Random Thursday musings
Yesterday would have been Wardell Gray’s 92nd birthday. Why does that matter, and who the hell was he, you might ask? When I first started playing tenor saxophone back in the early 1970’s, I was oddly lucky to be turned on to Lester Young before almost any other saxophone players. Especially odd considering Young had been dead since I was a baby, and should have taken a back seat to dozens of more contemporary players as influences, but it was serendipitous for me, regardless.
As one of Young’s more prominent post-war disciples, it was less odd that Gray quickly became one of my subsequent favorites. Gray is one of those technicians who immediately dazzle young players with his speed, and I was no exception at that age. His melodic conception and very personal approach to bebop were elements that revealed themselves to me more slowly, and his playing still offers surprises almost 40 years after first hearing him, and almost sixty years after his death at the age of 34.

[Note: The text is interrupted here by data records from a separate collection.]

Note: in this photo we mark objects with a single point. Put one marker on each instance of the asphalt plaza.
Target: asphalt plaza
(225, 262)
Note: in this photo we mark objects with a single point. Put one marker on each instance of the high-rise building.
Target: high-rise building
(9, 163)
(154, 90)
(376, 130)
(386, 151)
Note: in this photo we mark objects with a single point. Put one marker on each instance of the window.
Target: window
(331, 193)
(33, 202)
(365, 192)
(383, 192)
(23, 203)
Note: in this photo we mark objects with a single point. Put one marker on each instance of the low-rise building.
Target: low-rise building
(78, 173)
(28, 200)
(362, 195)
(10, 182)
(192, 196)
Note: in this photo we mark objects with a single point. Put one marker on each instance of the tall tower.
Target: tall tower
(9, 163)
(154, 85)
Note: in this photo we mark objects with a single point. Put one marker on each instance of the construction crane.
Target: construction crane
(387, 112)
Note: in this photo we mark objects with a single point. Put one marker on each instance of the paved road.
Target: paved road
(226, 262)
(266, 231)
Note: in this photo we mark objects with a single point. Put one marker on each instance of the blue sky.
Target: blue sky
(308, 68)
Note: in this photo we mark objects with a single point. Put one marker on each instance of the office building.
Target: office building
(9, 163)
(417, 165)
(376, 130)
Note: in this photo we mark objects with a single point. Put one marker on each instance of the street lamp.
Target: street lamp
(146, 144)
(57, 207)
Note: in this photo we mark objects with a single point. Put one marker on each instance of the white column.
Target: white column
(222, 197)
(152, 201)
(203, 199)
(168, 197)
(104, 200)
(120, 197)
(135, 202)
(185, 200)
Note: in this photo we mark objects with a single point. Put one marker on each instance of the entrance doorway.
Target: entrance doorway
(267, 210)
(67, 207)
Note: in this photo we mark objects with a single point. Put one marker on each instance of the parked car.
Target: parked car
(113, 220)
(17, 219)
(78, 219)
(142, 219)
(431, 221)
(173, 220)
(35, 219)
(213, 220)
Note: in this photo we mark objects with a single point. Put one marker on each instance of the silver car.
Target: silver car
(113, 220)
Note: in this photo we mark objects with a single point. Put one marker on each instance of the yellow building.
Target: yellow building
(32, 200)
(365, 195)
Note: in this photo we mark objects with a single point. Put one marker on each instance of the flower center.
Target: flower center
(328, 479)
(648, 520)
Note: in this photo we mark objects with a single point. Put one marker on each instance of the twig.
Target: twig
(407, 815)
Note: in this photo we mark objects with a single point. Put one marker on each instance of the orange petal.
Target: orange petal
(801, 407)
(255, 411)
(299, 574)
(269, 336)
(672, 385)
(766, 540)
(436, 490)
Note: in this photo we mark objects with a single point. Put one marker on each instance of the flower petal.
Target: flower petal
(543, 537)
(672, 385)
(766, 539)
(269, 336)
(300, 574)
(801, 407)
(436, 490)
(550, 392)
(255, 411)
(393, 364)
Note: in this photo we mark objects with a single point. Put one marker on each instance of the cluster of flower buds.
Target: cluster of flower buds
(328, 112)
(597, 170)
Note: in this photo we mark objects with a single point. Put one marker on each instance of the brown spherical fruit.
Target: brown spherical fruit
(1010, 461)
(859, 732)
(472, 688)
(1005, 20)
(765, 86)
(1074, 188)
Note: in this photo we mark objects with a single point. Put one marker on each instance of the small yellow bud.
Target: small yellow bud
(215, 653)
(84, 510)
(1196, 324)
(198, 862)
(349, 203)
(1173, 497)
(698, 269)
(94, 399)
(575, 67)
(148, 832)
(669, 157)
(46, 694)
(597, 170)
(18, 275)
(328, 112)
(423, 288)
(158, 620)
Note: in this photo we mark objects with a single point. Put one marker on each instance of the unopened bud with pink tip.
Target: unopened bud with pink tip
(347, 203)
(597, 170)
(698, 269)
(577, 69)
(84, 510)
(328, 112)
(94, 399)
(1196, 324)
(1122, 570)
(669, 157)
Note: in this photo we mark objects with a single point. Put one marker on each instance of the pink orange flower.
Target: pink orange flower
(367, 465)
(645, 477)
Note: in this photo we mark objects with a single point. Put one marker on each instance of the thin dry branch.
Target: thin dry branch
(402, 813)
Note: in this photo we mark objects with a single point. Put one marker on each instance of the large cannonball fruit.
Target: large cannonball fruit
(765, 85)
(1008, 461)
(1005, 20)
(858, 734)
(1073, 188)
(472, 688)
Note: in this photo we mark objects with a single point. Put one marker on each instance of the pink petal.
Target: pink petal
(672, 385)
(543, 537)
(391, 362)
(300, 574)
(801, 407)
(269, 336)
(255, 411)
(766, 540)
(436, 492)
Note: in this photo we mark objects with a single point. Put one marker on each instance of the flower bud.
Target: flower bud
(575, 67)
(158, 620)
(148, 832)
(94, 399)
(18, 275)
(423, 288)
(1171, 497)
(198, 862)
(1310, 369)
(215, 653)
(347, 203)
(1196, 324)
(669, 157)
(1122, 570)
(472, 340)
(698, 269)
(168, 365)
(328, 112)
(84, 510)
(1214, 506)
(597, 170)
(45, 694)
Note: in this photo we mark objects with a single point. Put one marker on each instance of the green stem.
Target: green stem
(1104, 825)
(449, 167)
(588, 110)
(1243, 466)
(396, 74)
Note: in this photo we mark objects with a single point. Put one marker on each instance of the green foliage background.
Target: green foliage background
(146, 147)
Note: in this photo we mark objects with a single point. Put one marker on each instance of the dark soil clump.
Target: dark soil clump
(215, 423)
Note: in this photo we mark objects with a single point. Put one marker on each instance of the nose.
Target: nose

Hopefully, we’ll talk more about Wardell and his music as we move forward, but there are a few things that make Gray an interesting figure to those outside of the jazz world. First, he was one of those angry young black intellectuals who began to filter into American life after World War II. Not only was Gray a great musician, he was active in leftist politics, he read existentialist authors, and he generally carried himself in ways that infuriated the white establishment. Second, he is mentioned prominently in that seminal beat novel—one that was still must reading for young hippies like me in the early ’70’s—Jack Kerouac’s On The Road. The third matter is that of his death, which I—and many others—presumed was from an overdose suffered as the result of a longstanding heroin addiction. In fact, his death may have been a much darker, and more complex, affair.
Here are a couple of articles to check out in this regard. For a good general introduction to Gray’s place in both the beat generation and the post-war civil rights movement, and his place in Kerouac’s world, here’s an old piece from the Village Voice called “Song of the Thin Man” by Stuart Michner. Then, check out this piece about Gray’s mysterious death in Las Vegas back in 1955. It was originally posted at the Jazzitude site, but that site is, unfortunately, no more. It’s quoted in its entirety at the link you can find by clicking here.
Speaking of birthdays and other milestones, it should be noted, even six weeks into the new year, that 2013 marks the 100th anniversary of the debut of Igor Stravinsky’s ballet, “The Rite of Spring”. Famously, its debut sparked a quite literal riot inside the Theatre des Champs-Elysees in Paris. Fisticuffs, assaults and all manner of mayhem accompanied what was seen that night as either the first act of a brilliant new wave, or the death of an ordered universe. Sadly, we lament that not much in the world of music seems capable of causing that sort of reaction anymore. Oh, we get angry here about the state of contemporary music, but the public at large seems content enough with the status quo.
Given what we see as complacency in American culture, don’t get us started on “the death of classical music”. Just don’t. We already have enough trouble with critics and authors who disagree with us, so we don’t want to end up like Wardell Gray. More musings soon.